Cumhuriyetin kurulmasından bu yana uluslararası üne erişen tarihçi ve arkeologlarımızın yetişmiş olmasına karşılık, bu alanlara gerekli yazılı belgeleri derleyip değerlendirecek nitelikte epigraflarımızın yeter sayıda yetişmediği bir gerçektir. Şimdiye kadar bu alanda yetişenler ya pek sınırlı bir çalışma olanağı bulabilmişler veya bu alanı terketmişlerdir. Sayın yazarın ilerde yalnız epigrafya alanında kalarak daha iyi bir metod ile yurdumuzda duyulan bu boşluğu doldurmasını ve olumlu sonuçlara varmasını dileriz.

Dr. NEZİH FIRATLI

Dipnotlar

  1. Dr. Z. Taşlıklıoğlu, Trakya'da Epigrafya Araştırmaları (Recherches épigraphiques en Thrace et en Chersonèse) I, Istanbul 1961. “Istanbul Üniversitesi Edebiyat Fakültesi Yayınları No. 886.”
  2. İstanbul Arkeoloji Müzeleri Yıllığı No. 13-14, 1966 s. 193, no. 231.
  3. Christoph Clairmont, The Grave-reliefs from Byzantium, BCH, XCI-1967- II s. 451-468.
  4. G. Daux, BCH, 94, 1970, s. 597-605.
  5. Eugene N. Lane, A group of steles from Byzantium, Muse, Annual of the Museum of art and archaeology No. 3, 1969, s. 35-41.
  6. I. Şevçenko, Inscription Commemorating Sisinios “Curator” of Tzurulon (A.D. 813), Byzantion 35, 1965, s. 564-574 Lev.

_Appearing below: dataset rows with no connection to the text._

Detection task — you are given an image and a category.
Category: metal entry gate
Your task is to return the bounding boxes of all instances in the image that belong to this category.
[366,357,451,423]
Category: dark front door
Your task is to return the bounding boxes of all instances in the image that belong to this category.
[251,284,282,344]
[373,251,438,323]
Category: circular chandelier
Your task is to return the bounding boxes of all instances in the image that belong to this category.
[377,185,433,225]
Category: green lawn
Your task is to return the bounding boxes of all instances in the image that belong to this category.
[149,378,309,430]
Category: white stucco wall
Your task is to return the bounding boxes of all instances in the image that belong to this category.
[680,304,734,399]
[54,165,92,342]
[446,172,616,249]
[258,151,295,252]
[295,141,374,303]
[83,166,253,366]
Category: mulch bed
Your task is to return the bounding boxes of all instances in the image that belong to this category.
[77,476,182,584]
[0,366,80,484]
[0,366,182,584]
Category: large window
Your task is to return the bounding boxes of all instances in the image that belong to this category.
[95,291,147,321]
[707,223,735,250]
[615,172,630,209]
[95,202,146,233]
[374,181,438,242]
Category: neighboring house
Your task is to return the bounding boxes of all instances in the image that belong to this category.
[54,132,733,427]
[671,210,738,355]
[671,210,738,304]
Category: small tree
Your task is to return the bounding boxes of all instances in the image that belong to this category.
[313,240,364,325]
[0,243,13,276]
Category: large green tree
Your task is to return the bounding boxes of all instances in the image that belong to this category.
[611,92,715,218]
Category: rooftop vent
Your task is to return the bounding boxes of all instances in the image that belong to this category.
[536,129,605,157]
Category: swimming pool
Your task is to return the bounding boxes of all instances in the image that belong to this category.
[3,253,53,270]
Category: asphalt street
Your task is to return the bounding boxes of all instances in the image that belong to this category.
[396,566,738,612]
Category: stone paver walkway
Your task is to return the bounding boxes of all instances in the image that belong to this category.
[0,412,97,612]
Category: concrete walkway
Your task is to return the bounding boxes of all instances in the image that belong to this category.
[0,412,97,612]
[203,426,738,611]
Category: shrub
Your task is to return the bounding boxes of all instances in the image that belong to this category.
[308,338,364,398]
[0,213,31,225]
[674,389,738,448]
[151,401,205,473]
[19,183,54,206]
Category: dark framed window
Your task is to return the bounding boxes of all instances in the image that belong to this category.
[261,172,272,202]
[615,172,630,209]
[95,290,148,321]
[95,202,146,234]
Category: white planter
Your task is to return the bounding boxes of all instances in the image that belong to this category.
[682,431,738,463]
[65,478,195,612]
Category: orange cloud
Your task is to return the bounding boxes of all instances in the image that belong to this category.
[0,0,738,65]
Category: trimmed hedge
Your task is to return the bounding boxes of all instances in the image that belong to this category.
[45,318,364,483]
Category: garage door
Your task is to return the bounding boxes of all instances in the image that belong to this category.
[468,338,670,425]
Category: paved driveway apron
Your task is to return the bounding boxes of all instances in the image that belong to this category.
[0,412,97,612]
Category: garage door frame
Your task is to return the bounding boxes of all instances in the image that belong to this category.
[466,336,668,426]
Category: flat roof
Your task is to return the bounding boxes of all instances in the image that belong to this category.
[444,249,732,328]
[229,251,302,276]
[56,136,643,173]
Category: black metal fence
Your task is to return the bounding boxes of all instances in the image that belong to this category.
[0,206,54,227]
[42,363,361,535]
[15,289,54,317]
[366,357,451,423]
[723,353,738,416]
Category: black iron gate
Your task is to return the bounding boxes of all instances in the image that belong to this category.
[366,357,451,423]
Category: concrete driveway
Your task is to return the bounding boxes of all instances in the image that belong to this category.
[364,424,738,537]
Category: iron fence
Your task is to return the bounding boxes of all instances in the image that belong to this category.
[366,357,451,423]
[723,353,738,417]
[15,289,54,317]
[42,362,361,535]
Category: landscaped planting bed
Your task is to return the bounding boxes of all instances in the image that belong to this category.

I, II.
  7. Hans Weber, Zum Apollon Smintheus - Tempel in der Troas, Istanbuler Mitteilungen 16, 1966, s. 100-114 Lev. 13-16.
  8. Hikmet Çevik, Marmara Ereğlisi, dünü ve bugünü, Tekirdağ 1965.
  9. J. M. Cook, D. J. Blackman, Archaeology in Western Asia Minor, 1965-1970, Archaeological Reports for 1970-1971, s. 33-62.
  10. Bu eleştirinin yazılmasından sonra 1972 Epigrafya bülteninde (J. et L. Robert, Bulletin épigraphique, REG LXXXV 1972 s. 419-429, no. 269-293) kitaba dair epigrafik eleştiri yayınlandı. Burada “ilk defa yayınlandığı bildirilen kitabelerin büyük bir kısmının daha önce yayınlandığı ilk bakışta görülüyor” denil-dikten sonra fotoğrafların fenalığına, kopyelerin yetersizliğine ve diğer kusurlarına (imperfections) rağmen kitabın hiç olmazsa alandaki bazı kitabelerin tesbitine vesile olduğu belirtilmektedir. Marmara Ereğlisinde (Perinthos) bulunan ‘homonoia’ ile ilgili bir yazıt nedeni ile kitaba 1974 de tekrar değinen L. Robert bu eserde yayınlanan kitabelerin en az onda dördünün yayınlanmış olduğunu bildiriyor (L. Robert, “Des Carpathes à la Propontide” Studii Clasice XVI, 1974 s. 62 not 10). L. Robert ayni yerde yayınlanan “homonoia” kitabesinin, Taşlıklıoğlunun düşüncesinin aksine (s. 122 no. 8, res. 81) “Dostluk Tanrıçası” ile ilgili bir “adak steli” olmadığını bildiriyor ve eserin Perinthos ile Marmaranın güney kıyısındaki Apamea Myrlea (Mudanya) arasında yapılan bir anlaşmayı kutlamakla ilgili bir “sunak” olduğunu açıklıyor. Bu eleştiriler yukarda belirttiğimiz üzere kitabın epigrafik yönünün de maalesef yeterli olmadığının delilini teşkil etmektedirler.